Verify that Nginx runs properly by visiting the following URL in your browser:
```
http://{IP_ADDRESS_OR_HOSTNAME}:8080/elser_model_1.metadata.json
```
If Nginx runs properly, you see the content of the metdata file of the model.
Point your Elasticsearch deployment to the model artifacts on the HTTP server by adding the following line to the config/elasticsearch.yml file:
```
xpack.ml.model_repository: http://{IP_ADDRESS_OR_HOSTNAME}:8080
```
If you use your own HTTP or HTTPS server, change the address accordingly. It is important to specificy the protocol ("http://" or "https://"). Ensure that all master-eligible nodes can reach the server you specify.
Repeat step 5 on all master-eligible nodes.
Restart the master-eligible nodes one by one.

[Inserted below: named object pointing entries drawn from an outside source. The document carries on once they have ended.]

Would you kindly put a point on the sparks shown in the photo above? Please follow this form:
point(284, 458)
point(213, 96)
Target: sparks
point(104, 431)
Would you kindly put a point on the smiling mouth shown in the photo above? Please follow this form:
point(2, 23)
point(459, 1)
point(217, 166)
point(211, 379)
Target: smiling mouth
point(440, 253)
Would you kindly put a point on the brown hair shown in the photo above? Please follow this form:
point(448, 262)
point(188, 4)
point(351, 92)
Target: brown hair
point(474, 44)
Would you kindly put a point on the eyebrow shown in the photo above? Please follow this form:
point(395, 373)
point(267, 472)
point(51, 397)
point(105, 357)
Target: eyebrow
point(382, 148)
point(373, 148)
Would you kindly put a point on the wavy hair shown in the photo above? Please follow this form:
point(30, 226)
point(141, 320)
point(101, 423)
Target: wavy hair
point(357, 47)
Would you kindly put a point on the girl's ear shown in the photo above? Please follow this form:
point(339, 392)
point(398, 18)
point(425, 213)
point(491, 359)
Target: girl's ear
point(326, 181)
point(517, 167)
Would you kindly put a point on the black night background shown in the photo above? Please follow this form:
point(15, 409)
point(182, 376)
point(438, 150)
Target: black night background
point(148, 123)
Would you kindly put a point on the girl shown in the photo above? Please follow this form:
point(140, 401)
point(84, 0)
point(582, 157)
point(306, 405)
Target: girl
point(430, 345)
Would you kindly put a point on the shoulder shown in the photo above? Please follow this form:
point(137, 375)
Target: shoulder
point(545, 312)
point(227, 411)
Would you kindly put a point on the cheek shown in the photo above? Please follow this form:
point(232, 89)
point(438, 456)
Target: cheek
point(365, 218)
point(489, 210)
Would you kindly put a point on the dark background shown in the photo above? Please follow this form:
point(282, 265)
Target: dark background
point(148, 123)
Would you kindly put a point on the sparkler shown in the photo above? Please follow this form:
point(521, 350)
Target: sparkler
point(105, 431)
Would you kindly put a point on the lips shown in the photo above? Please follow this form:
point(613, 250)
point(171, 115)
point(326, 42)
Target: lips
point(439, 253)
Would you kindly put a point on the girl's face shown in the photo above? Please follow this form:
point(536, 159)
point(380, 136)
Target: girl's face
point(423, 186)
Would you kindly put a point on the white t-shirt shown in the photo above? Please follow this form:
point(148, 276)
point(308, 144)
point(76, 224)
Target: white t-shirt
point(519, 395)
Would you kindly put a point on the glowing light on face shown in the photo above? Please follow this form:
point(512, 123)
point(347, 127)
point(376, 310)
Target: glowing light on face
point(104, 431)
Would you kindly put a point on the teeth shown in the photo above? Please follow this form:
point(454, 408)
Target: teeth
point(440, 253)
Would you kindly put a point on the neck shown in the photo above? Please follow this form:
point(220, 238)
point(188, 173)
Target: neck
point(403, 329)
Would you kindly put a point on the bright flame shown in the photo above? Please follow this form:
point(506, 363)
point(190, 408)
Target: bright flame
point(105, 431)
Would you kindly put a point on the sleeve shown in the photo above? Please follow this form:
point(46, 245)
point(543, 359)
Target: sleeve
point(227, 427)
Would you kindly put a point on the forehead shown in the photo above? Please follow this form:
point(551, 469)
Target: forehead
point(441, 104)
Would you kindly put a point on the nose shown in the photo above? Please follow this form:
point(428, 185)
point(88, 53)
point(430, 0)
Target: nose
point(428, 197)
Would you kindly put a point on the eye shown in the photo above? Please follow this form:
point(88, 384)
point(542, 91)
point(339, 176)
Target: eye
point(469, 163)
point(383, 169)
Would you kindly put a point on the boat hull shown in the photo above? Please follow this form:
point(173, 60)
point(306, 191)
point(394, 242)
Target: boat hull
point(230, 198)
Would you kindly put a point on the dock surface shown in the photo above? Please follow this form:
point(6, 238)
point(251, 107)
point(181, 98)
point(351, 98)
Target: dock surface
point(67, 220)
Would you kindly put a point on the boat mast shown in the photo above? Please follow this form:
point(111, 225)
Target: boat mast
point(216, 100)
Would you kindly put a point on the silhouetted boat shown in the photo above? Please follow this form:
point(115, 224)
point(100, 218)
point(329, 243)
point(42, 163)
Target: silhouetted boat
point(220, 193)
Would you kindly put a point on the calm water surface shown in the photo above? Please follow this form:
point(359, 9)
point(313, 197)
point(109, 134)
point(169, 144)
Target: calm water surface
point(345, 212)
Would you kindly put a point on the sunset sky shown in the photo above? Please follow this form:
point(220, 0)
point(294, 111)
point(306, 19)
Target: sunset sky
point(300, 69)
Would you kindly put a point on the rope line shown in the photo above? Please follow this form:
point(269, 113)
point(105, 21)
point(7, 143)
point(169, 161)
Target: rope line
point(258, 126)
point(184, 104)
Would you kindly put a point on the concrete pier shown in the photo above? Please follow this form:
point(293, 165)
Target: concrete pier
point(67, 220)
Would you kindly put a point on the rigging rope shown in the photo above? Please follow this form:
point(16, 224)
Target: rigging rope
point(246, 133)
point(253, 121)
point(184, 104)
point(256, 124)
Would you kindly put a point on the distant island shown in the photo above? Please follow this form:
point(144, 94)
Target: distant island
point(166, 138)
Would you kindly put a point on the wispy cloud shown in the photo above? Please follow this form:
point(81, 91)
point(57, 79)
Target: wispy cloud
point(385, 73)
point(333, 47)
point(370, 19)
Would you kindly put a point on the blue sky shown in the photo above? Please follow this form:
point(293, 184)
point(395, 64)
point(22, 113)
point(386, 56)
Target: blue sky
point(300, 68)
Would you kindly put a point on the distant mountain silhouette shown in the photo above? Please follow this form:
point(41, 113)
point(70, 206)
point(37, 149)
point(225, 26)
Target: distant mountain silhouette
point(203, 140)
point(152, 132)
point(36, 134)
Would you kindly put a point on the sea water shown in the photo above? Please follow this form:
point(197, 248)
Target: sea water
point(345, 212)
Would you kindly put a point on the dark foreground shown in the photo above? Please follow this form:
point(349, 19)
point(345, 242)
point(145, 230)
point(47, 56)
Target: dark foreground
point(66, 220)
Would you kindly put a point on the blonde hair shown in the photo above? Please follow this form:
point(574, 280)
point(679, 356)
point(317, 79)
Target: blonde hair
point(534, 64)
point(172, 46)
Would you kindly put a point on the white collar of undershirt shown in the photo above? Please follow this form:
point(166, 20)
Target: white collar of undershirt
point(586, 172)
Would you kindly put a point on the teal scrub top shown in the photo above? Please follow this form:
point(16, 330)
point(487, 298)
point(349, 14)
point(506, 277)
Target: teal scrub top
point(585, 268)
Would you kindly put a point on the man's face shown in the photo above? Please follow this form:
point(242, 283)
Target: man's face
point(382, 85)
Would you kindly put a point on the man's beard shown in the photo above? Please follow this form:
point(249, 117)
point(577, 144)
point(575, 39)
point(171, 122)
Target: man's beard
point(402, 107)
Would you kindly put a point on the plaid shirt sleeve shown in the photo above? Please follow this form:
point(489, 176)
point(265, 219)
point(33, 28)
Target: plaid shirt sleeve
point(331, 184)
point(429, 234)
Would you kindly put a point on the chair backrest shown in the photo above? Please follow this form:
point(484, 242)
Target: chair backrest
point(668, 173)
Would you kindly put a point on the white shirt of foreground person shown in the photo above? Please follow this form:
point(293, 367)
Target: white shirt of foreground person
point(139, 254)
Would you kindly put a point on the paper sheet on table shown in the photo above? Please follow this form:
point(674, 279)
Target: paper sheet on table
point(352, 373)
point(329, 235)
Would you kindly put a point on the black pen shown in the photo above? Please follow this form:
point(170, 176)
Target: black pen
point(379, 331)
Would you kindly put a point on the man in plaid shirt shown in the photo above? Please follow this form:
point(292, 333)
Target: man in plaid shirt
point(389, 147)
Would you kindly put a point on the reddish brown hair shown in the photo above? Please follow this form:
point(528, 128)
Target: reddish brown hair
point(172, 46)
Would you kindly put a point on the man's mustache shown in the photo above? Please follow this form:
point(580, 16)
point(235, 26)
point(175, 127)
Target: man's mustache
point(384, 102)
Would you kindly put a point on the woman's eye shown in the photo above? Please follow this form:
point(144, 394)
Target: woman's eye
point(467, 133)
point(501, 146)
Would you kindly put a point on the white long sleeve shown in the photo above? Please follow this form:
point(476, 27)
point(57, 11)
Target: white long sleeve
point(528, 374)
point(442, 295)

The HTTP server is only required for downloading the model. After the download has finished, you can stop and delete the service. You can stop the Docker image used in this example by running the following command:

docker stop ml-models

Using file-based accessedit

For a file-based access, follow these steps:

Download the model artifact files from https://ml-models.elastic.co/.
Put the files into a models subdirectory inside the config directory of your Elasticsearch deployment.
Point your Elasticsearch deployment to the model directory by adding the following line to the config/elasticsearch.yml file:
```
xpack.ml.model_repository: file://${path.home}/config/models/`
```
Repeat step 2 and step 3 on all master-eligible nodes.
Restart the master-eligible nodes one by one.